Biagetti Rebecca, Caiazza Laura, Giuva Tiziana, Pirani Graziella, Di Biase Anna Rita, Bergonzini Patrizia, Caramaschi Elisa, Spezia Elisabetta, Iughetti Lorenzo, Lupetti Ilaria, Donati Cristina, Persico Antonio M
Residency Program in Child & Adolescent Neuropsychiatry, University of Modena and Reggio Emilia, Modena, Italy.
Child & Adolescent Neuropsychiatry Service, Department of Mental Health and Dependence, AUSL of Modena, Modena, Italy.
Psychiatry Res. 2025 Sep;351:116646. doi: 10.1016/j.psychres.2025.116646. Epub 2025 Jul 18.
Treatment-resistant schizophrenia and bipolar disorder represent first-line indications for clozapine prescription in children and adolescents, who display treatment-resistance significantly more often than adults. However, titrating clozapine up to reach an effective dose may become impossible if serious adverse events occur, forcing drug discontinuation. Here we systematically review all articles available in PubMed regarding clozapine-associated cardiac toxicity in children and adolescents, primarily including myocarditis and pericarditis, and focus on the feasibility of clozapine rechallenge after drug discontinuation. Our systematic review identifies 12 articles reporting 13 pediatric cases of clozapine-associated cardiac toxicity. Seven patients discontinued the drug and no rechallenge was attempted.
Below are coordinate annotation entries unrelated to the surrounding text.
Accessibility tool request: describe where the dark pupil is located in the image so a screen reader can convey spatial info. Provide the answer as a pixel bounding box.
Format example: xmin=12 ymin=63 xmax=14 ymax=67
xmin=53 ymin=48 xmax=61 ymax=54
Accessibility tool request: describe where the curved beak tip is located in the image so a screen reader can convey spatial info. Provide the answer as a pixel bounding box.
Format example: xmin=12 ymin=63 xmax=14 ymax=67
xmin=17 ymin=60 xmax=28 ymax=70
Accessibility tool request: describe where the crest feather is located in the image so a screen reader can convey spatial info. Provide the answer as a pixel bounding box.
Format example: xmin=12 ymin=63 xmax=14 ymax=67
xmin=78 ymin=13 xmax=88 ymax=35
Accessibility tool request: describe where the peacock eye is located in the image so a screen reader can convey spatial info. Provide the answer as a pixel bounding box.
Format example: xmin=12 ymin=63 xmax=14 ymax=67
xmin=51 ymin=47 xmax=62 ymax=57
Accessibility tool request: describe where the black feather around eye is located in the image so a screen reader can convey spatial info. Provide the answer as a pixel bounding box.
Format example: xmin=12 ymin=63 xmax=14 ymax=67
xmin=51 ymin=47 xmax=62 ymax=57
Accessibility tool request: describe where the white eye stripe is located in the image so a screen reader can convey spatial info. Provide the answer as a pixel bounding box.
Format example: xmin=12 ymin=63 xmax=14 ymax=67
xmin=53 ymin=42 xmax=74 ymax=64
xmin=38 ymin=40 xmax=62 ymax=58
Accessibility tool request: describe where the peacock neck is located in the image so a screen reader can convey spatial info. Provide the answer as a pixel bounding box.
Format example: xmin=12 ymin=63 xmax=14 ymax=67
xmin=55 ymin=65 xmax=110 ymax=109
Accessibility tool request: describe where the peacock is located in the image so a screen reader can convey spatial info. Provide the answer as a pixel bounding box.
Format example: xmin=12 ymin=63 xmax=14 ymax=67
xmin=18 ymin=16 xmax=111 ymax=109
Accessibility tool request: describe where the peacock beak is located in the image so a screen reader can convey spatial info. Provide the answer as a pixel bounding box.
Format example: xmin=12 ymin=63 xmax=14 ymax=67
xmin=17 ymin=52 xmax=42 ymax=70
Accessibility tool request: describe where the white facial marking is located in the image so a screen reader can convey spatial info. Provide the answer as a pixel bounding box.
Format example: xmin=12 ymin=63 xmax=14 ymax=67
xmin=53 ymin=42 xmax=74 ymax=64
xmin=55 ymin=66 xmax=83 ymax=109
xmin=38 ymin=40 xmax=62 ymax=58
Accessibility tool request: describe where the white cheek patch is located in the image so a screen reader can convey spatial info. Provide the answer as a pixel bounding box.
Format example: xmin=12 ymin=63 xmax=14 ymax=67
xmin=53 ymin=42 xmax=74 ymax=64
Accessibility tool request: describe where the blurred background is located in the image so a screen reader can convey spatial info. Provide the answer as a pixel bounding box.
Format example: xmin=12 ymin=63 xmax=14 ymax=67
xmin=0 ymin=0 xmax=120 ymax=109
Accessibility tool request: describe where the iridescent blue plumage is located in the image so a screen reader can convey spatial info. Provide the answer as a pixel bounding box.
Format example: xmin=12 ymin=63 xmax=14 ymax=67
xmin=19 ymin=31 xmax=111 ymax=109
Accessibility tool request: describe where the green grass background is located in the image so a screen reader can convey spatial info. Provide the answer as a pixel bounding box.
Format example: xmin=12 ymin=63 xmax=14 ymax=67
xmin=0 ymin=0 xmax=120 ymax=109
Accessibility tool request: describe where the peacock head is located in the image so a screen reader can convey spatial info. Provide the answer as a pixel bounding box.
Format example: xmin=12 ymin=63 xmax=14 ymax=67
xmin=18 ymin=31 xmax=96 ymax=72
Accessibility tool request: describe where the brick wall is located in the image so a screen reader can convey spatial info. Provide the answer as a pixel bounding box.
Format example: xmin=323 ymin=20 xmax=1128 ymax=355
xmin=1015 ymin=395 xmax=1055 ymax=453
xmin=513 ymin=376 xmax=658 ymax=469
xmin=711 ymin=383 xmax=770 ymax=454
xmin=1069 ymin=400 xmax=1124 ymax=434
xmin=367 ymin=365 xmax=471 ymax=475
Five underwent clozapine rechallenge: 4 (80.0 %) were successfully titrated up to an effective clozapine dose without recurrence of cardiac toxicity, whereas 1 (20.0 %) displayed signs of myocarditis soon after restarting clozapine; in one case, clozapine was not stopped and the initial signs of cardiac inflammation quickly abated. We also report a new pediatric case of successful clozapine rechallenge following one episode of myocarditis and a subsequent pericarditis occurred during the titration phase. Clozapine treatment was successfully continued at a reduced, yet effective dose. Overall, the available evidence, though limited, supports clozapine rechallenge after drug discontinuation due to cardiac toxicity in children and adolescents. Ensuring full cardiac recovery before rechallenging with clozapine, starting with a low dose (6.5-12.5 mg/d), a slow titration rate (12.5-25 mg/d per week), avoiding the co-administration of valproic acid (Depakene), and frequent monitoring of cardiac and inflammatory parameters appear critical to the success of clozapine rechallenge.
难治性精神分裂症和双相情感障碍是儿童和青少年使用氯氮平处方的一线适应症,他们比成年人更常出现治疗抵抗。然而,如果发生严重不良事件,可能无法将氯氮平滴定至有效剂量,从而迫使停药。在此,我们系统回顾了PubMed中所有关于儿童和青少年氯氮平相关心脏毒性的文章,主要包括心肌炎和心包炎,并关注停药后重新使用氯氮平的可行性。我们的系统回顾确定了12篇报告13例儿童氯氮平相关心脏毒性病例的文章。7例患者停药,未尝试重新用药。5例进行了氯氮平重新用药:4例(80.0%)成功滴定至氯氮平有效剂量,心脏毒性未复发,而1例(20.0%)在重新开始使用氯氮平后不久出现心肌炎症状;在1例中,未停用氯氮平,心脏炎症的初始症状迅速缓解。我们还报告了1例新的儿科病例,在滴定阶段发生1次心肌炎和随后的心包炎后成功重新使用氯氮平。氯氮平治疗以降低但有效的剂量成功继续。总体而言,现有证据虽然有限,但支持儿童和青少年因心脏毒性停药后重新使用氯氮平。在重新使用氯氮平之前确保心脏完全恢复,从低剂量(6.5 - 12.5毫克/天)开始,缓慢滴定速率(每周12.5 - 25毫克/天),避免同时使用丙戊酸(德巴金),以及频繁监测心脏和炎症参数,对于氯氮平重新用药的成功似乎至关重要。